Pantau - Lembaga Bantuan Hukum Asosiasi Perempuan Indonesia untuk Keadilan (LBH APIK) mengusulkan agar revisi Kitab Undang-Undang Hukum Acara Pidana (KUHAP) mencantumkan ketentuan yang memungkinkan prajurit TNI diadili di peradilan pidana umum apabila melakukan kekerasan dalam rumah tangga (KDRT) atau kekerasan seksual.
Koordinator Pelayanan Hukum LBH APIK, Tuani Sondang Rejeki Marpaung, menyatakan bahwa KUHAP perlu tegas membedakan antara pelanggaran militer dan pelanggaran pidana umum.
Tuani menekankan bahwa peradilan pidana umum seharusnya memiliki kewenangan mengadili prajurit militer jika melakukan kekerasan berbasis gender.
"Karena memang kasus-kasus kekerasan berbasis gender yang di mana pelakunya adalah prajurit TNI itu diproses di peradilan militer," ungkapnya.
Menurutnya, prajurit TNI hanya patut disidangkan di peradilan militer jika melakukan kejahatan perang atau kejahatan terhadap keamanan negara.
Namun, untuk tindak pidana seperti KDRT dan kekerasan seksual, prajurit seharusnya diproses di peradilan umum agar korban mendapatkan keadilan maksimal.

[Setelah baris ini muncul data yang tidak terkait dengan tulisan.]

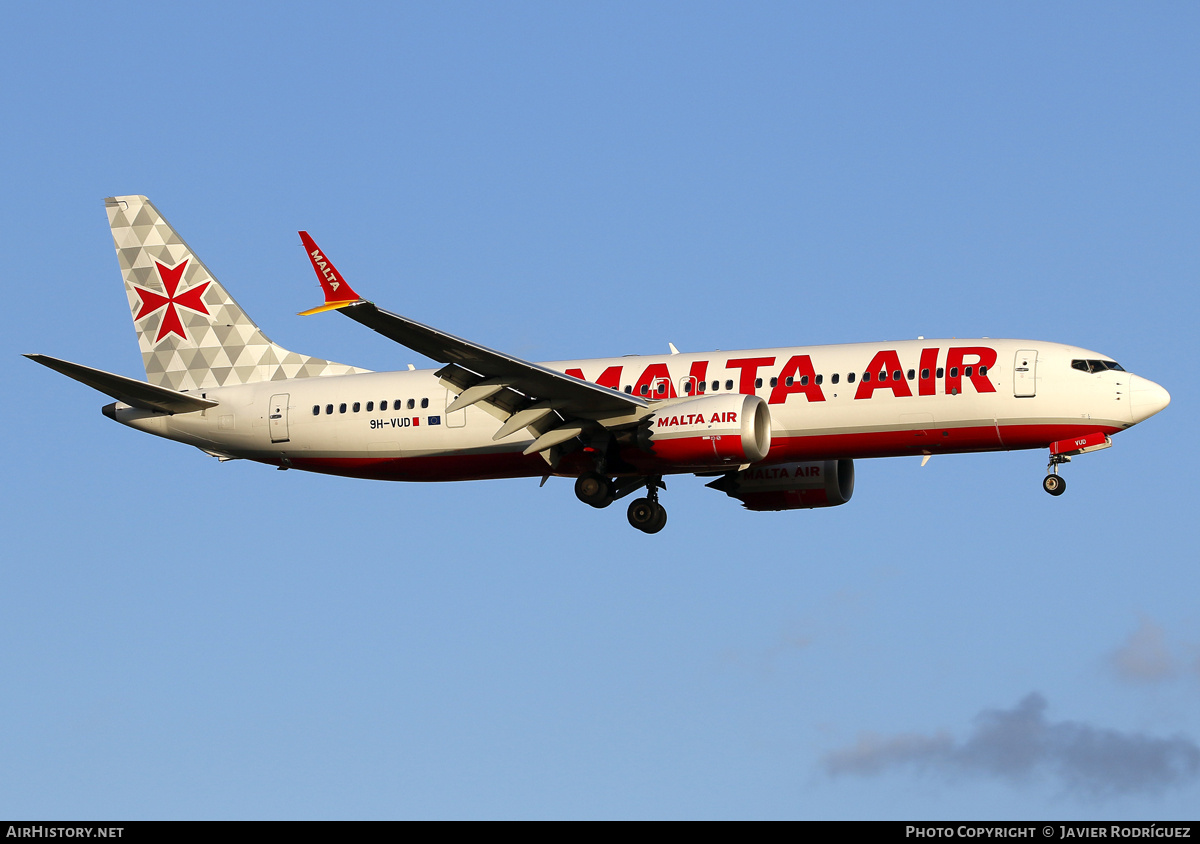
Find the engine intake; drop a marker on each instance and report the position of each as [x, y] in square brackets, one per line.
[709, 431]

Tuani juga mengkritik pendekatan hukum yang selama ini digunakan oleh peradilan militer dalam menangani kasus kekerasan.
Ia menilai bahwa peradilan militer hanya menggunakan pasal-pasal dalam KUHP dan mengabaikan keberadaan Undang-Undang Tindak Pidana Kekerasan Seksual (UU TPKS).
"Dan kami melihat juga putusan-putusan itu sangat rendah. Perkosaan itu putusannya 9 bulan, 10 bulan, itu adalah pemerkosaan," katanya.
Ia menambahkan bahwa peradilan militer tidak menggunakan instrumen hukum seperti UU TPKS, Peraturan Mahkamah Agung, maupun Peraturan Kapolri, yang seharusnya dijadikan dasar dalam menjamin pemenuhan hak-hak korban.
"Mereka tidak mengenal itu. Jadi memang itu usulan kami supaya ditambahkan terkait koneksitas terkait peradilan militer dan peradilan umum itu harus dipisahkan," tegasnya.
LBH APIK mendorong agar revisi KUHAP mengatur pemisahan yurisdiksi secara tegas untuk memberikan keadilan yang setara, khususnya bagi korban kekerasan berbasis gender yang pelakunya berasal dari institusi militer.